Dejó a la liebre y siguió correteando alegremente entre los ranúnculos en cualquier dirección que lo alejara del País de los Elfos. Sin embargo, aunque la liebre no podía entender del todo el lenguaje élfico, la vehemencia del tono con que el que el duende gritó “perros” provocó que cierta aprehensión se apoderara de sus pensamientos, de modo que al poco rato abandonó su cama de pasto y brincoteó por la pradera, no sin antes lanzarle una mirada de desprecio al duende; aun así, no iba demasiado rápido y avanzaba apenas con tres patas, pues una de sus patas traseras estaba lista para emprender la huida en caso de que sí hubiera perros. Pero al poco rato hizo una pausa y se sentó y alzó las orejas, y miró a través del campo de ranúnculos y se enfrascó en sus pensamientos.

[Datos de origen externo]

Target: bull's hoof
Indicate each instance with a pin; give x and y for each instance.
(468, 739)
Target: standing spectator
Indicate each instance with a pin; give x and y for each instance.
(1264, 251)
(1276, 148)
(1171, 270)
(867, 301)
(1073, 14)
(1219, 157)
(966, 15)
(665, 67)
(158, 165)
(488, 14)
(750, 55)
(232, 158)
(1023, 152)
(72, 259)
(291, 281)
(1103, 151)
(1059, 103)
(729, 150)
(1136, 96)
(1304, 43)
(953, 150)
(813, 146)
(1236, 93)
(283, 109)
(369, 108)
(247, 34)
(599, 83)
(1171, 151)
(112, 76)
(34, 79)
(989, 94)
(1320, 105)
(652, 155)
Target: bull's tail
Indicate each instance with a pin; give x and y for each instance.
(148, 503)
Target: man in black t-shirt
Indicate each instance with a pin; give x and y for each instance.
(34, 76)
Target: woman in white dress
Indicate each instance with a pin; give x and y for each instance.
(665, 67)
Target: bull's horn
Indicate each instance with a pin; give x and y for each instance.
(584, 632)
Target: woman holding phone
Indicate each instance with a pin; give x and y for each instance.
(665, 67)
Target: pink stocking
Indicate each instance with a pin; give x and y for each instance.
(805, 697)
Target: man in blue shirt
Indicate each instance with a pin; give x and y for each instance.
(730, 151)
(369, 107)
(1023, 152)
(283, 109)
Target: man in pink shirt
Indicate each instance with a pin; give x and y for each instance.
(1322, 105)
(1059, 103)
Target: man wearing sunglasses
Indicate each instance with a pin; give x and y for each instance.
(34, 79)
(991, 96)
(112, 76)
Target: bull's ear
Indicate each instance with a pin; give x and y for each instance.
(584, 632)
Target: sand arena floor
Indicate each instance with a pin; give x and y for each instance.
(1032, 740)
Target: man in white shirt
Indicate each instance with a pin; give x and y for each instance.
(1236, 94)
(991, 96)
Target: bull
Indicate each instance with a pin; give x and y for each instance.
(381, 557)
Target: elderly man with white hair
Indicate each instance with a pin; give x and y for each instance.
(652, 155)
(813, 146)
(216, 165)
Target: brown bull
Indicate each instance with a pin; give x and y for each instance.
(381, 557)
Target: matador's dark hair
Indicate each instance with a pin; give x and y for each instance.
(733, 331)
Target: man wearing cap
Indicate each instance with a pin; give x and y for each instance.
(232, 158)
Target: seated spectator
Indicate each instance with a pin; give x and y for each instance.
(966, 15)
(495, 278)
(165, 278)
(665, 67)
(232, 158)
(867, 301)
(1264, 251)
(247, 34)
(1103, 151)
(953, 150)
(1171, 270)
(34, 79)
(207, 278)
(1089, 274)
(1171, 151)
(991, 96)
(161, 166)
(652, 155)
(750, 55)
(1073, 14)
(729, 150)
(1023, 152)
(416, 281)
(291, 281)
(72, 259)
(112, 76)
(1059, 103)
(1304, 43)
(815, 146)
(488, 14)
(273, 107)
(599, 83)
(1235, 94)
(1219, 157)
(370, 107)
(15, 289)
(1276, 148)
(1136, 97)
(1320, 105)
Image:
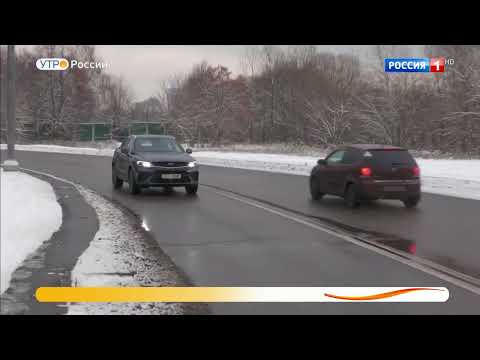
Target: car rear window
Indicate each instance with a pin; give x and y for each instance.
(390, 157)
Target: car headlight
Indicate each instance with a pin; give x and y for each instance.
(144, 163)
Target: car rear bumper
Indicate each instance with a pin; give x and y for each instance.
(152, 177)
(389, 189)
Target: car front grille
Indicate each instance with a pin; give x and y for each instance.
(170, 163)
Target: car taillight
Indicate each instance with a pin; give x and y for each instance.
(416, 171)
(366, 172)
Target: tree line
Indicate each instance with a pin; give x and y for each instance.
(51, 104)
(296, 94)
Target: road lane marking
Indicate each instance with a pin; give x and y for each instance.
(448, 274)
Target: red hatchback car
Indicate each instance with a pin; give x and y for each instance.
(367, 172)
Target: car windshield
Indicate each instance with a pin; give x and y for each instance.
(157, 145)
(391, 157)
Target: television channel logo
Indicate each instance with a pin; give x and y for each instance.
(415, 64)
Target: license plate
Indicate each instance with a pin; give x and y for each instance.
(394, 188)
(171, 176)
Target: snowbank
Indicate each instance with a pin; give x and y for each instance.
(30, 215)
(451, 177)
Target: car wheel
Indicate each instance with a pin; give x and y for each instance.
(316, 195)
(132, 184)
(117, 183)
(351, 197)
(191, 189)
(411, 202)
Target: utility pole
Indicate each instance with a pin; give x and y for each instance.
(11, 164)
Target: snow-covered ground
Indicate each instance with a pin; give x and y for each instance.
(451, 177)
(459, 178)
(118, 256)
(30, 214)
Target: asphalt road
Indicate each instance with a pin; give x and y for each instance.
(218, 241)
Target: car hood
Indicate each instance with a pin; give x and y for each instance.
(153, 157)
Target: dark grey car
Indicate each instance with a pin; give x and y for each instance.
(154, 161)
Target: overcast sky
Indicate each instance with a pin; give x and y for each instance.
(145, 66)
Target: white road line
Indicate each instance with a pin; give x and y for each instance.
(375, 249)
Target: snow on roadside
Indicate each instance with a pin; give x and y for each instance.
(119, 255)
(63, 149)
(30, 214)
(450, 177)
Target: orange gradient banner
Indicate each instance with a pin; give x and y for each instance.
(242, 294)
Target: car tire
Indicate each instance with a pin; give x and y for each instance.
(316, 195)
(351, 197)
(411, 203)
(117, 183)
(191, 189)
(133, 188)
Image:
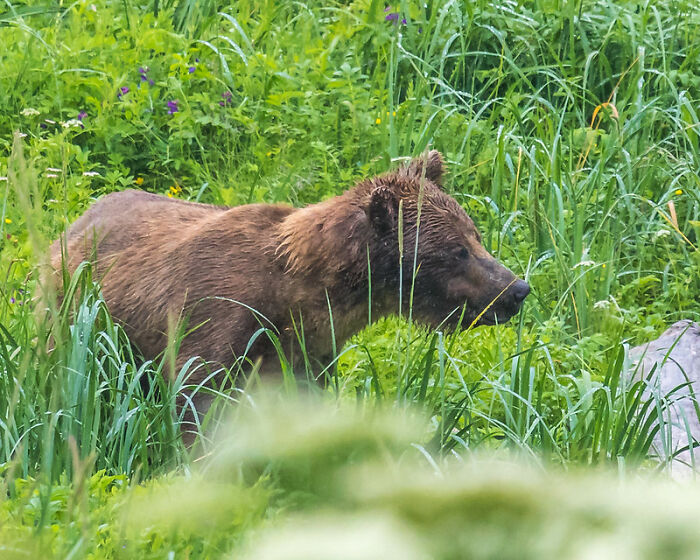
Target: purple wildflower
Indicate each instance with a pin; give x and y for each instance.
(226, 98)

Y, antes de concluir sus reflexiones sobre lo que había querido decirle el duende, éste ya se había perdido de vista y había olvidado lo que le había dicho.

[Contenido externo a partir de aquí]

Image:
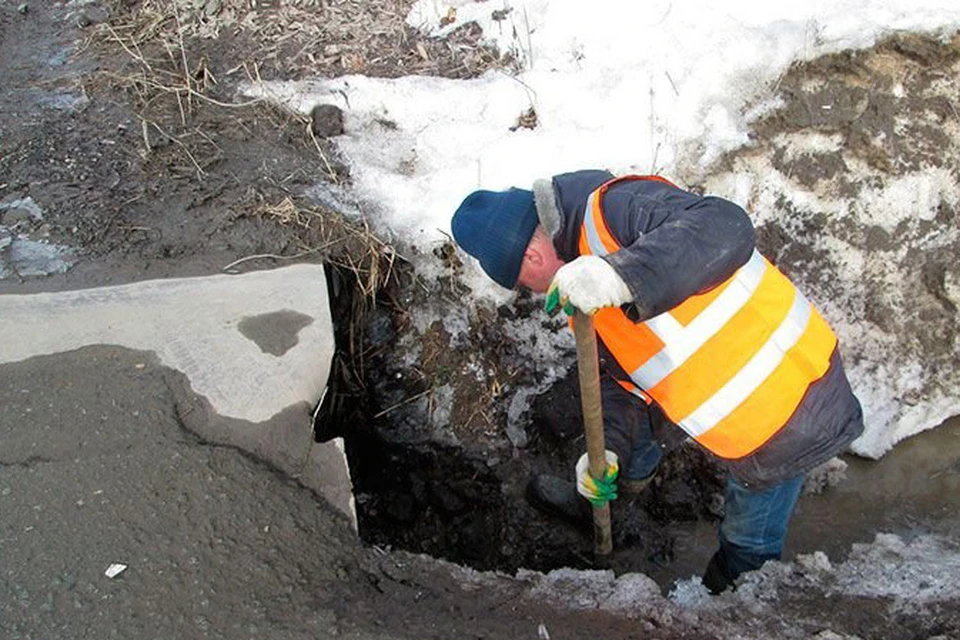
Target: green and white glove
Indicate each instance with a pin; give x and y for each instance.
(598, 491)
(588, 283)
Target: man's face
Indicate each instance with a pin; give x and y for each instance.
(540, 263)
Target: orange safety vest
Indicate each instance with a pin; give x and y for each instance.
(729, 365)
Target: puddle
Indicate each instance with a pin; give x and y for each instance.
(913, 490)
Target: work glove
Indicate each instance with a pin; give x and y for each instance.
(598, 491)
(588, 283)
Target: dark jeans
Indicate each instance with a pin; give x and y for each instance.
(754, 524)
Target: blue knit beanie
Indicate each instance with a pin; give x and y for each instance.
(495, 227)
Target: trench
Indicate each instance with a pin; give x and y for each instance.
(439, 501)
(455, 503)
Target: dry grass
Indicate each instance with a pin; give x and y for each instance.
(351, 245)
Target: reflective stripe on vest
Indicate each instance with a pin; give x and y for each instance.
(730, 365)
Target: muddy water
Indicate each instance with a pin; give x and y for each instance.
(913, 490)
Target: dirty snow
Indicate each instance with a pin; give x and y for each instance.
(665, 87)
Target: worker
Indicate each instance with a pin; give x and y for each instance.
(694, 325)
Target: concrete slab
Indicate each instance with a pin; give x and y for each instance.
(255, 352)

Pronto el duende vislumbró las tejas de una casa de campo que se erigía detrás de unos arbustos. Parecía mirarlo con sus ventanitas bajo las tejas rojas.
—Una guarida humana —dijo.
Pero cierto instinto élfico parecía decirle que ahí no era donde se encontraba la princesa Lirazel. Aun así, se acercó a la granja y observó a las gallinas. Sin embargo, en ese instante un perro lo vio, uno que jamás había visto un duende y que produjo un chillido canino de estupefacta indignación, pero contuvo el resto de su aliento para la persecución y se abalanzó hacia él.

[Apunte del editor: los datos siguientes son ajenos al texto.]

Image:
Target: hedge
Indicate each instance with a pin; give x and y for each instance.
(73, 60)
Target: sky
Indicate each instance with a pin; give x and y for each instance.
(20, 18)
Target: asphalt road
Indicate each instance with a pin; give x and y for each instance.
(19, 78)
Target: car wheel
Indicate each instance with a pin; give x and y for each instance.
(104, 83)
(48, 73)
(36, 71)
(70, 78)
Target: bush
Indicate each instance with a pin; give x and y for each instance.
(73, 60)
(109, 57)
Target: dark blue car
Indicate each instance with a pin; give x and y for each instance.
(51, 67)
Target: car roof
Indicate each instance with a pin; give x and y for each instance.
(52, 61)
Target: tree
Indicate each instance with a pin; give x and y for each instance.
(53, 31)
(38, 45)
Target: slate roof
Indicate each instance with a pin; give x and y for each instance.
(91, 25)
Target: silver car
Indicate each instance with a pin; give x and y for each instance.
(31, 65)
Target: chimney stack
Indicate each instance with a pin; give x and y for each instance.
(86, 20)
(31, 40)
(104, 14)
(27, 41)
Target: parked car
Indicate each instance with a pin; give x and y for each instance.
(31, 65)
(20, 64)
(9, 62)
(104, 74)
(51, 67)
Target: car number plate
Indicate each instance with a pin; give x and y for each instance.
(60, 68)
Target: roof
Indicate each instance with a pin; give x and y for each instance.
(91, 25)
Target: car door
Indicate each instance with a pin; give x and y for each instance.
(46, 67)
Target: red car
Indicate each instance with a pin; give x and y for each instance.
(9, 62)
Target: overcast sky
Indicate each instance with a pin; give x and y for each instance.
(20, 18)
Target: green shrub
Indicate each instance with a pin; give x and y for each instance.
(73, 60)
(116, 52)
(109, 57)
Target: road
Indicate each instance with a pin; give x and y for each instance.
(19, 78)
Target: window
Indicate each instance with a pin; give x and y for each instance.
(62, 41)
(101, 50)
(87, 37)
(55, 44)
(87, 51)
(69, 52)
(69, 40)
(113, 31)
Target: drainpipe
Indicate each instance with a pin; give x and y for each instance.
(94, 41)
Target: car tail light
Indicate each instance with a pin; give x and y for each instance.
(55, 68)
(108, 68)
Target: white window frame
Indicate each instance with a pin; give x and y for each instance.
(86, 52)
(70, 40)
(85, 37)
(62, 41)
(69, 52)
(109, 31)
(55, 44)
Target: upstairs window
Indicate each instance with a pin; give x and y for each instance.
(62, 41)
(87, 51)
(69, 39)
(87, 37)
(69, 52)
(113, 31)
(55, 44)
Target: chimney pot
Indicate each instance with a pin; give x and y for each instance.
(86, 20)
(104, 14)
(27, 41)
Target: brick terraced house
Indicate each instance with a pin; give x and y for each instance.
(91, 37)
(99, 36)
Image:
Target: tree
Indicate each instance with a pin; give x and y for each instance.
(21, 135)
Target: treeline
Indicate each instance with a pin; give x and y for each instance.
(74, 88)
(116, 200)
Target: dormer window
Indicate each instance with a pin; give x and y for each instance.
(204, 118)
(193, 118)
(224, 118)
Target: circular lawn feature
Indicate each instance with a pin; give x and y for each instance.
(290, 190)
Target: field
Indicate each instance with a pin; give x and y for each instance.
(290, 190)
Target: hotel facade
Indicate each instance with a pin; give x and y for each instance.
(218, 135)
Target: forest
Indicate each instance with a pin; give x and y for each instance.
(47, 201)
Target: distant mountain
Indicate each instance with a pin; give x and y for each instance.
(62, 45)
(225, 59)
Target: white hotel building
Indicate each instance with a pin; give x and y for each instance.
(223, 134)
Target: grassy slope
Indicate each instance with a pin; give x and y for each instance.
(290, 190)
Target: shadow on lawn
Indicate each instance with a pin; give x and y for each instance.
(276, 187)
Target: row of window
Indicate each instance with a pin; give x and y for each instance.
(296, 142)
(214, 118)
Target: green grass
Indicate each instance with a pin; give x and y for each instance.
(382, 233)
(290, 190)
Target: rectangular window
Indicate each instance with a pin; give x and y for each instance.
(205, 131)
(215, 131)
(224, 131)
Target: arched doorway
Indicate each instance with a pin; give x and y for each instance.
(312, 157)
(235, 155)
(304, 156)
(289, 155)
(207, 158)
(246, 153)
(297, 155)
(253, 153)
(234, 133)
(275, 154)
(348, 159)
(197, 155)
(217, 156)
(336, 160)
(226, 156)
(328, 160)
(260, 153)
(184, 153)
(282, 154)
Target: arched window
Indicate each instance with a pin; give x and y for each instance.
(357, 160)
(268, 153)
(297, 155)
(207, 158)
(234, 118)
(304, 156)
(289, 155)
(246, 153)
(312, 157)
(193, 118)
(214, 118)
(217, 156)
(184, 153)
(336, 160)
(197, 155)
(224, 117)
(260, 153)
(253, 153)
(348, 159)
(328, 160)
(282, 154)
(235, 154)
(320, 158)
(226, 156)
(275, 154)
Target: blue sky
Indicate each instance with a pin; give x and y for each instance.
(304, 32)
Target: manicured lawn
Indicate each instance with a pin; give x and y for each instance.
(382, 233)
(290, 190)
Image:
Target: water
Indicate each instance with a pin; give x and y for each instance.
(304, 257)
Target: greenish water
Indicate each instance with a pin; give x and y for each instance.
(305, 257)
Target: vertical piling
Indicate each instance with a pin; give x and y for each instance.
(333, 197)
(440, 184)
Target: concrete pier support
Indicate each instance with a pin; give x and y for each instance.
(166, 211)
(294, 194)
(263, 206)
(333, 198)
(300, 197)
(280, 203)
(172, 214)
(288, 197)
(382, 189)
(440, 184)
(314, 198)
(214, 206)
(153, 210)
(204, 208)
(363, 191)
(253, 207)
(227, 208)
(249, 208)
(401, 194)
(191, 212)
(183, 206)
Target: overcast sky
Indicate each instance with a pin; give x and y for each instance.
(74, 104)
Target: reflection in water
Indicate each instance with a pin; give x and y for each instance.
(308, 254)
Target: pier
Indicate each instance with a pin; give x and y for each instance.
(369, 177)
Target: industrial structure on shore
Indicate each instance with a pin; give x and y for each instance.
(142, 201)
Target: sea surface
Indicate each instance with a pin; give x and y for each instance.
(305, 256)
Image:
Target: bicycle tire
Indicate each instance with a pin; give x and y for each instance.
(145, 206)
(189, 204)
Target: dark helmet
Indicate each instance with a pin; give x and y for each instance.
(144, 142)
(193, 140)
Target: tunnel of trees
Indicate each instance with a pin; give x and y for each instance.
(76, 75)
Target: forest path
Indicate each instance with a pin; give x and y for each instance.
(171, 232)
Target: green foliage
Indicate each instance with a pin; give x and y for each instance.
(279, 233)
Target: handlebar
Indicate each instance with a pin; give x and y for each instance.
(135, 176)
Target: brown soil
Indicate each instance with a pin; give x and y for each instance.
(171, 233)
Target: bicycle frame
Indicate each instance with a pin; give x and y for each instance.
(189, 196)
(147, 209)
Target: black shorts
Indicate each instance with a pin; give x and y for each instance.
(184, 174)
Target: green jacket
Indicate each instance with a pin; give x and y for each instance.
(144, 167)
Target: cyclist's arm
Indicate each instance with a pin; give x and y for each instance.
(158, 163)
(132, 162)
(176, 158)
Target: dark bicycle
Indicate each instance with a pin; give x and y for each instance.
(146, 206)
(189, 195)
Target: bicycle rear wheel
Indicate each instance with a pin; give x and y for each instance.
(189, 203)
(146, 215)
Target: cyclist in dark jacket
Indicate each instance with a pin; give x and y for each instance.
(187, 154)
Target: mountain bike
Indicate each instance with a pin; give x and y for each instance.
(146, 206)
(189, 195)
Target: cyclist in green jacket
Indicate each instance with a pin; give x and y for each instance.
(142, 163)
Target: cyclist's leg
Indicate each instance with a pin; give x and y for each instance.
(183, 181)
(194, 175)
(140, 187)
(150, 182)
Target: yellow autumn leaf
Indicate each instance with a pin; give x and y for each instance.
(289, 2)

El duende entonces emprendió una huida tajante entre los ranúnculos como si le hubiera robado la agilidad a una golondrina y flotara apenas por encima de las flores. Esa clase de velocidad era algo nuevo para el perro, quien dibujó una larga curva durante la persecución y ladeaba el cuerpo cuando era necesario, con el hocico abierto y silencioso y el viento recorriéndolo desde la nariz hasta la cola con una suave corriente ondulante. Aquella curva era producto de la confusa esperanza canina de atrapar al duende cuando se desviara. Al poco rato se había quedado muy atrás, mientras el duende jugueteaba con la velocidad e inhalaba el aire florido en grandes bocanadas frescas por encima de los ranúnculos. Dejó de pensar en el perro, aunque no cesó en la huida provocada por éste, pues la velocidad le traía alegría. Y la extraña persecución continuó en aquellos campos, con el duende impulsado por el júbilo y el perro por el deber. Con tal de hacer algo novedoso, el duende juntó los pies e impulsándose con las rodillas se clavó hacia el frente sobre las manos y dio una pirueta; estirando los brazos mientras aún giraba, se impulsó por los aires, donde siguió dando vueltas. Repitió este movimiento varias veces, lo que acrecentó la indignación del perro, que sabía bien que ésa no era la manera de atravesar los campos que conocemos. Aun así, a pesar de su indignación, al perro le quedó claro que jamás atraparía al duende y optó por volver a la granja, donde halló a su amo, a quien se acercó moviéndole el rabo. Con tal fuerza agitaba la cola que el granjero se convenció de que había hecho algo útil y le dio una palmada, y con eso se acabó el asunto.
Para el granjero era bueno que el perro hubiera ahuyentado al duende de su granja, pues de haberle hablado al ganado de las maravillas del País de los Elfos, las terneras se habrían burlado del hombre y el granjero habría perdido la lealtad de todas sus bestias, salvo la del perro fiel.
El duende siguió alegremente su camino sobre los pétalos amarillos de los ranúnculos.
De pronto vio que frente a él se alzaba por encima de las flores un zorro, con el pecho blanco y la barbilla blanca, que lo miraba conforme avanzaba. El duende se acercó y lo miró más de cerca. Y el zorro siguió observándolo, pues los zorros acostumbran observar todas las cosas.
Había vuelto hacía poco a aquellos campos cubiertos de rocío tras escabullirse por la noche de la frontera crepuscular que divide los campos que conocemos del País de los Elfos. Incluso se atreve a asomarse al interior de dicha franja y camina en el crepúsculo; y en el misterio de aquel denso crepúsculo que yace entre este lugar y aquel es donde el zorro absorbe parte de esa elegancia que trae consigo a nuestros campos.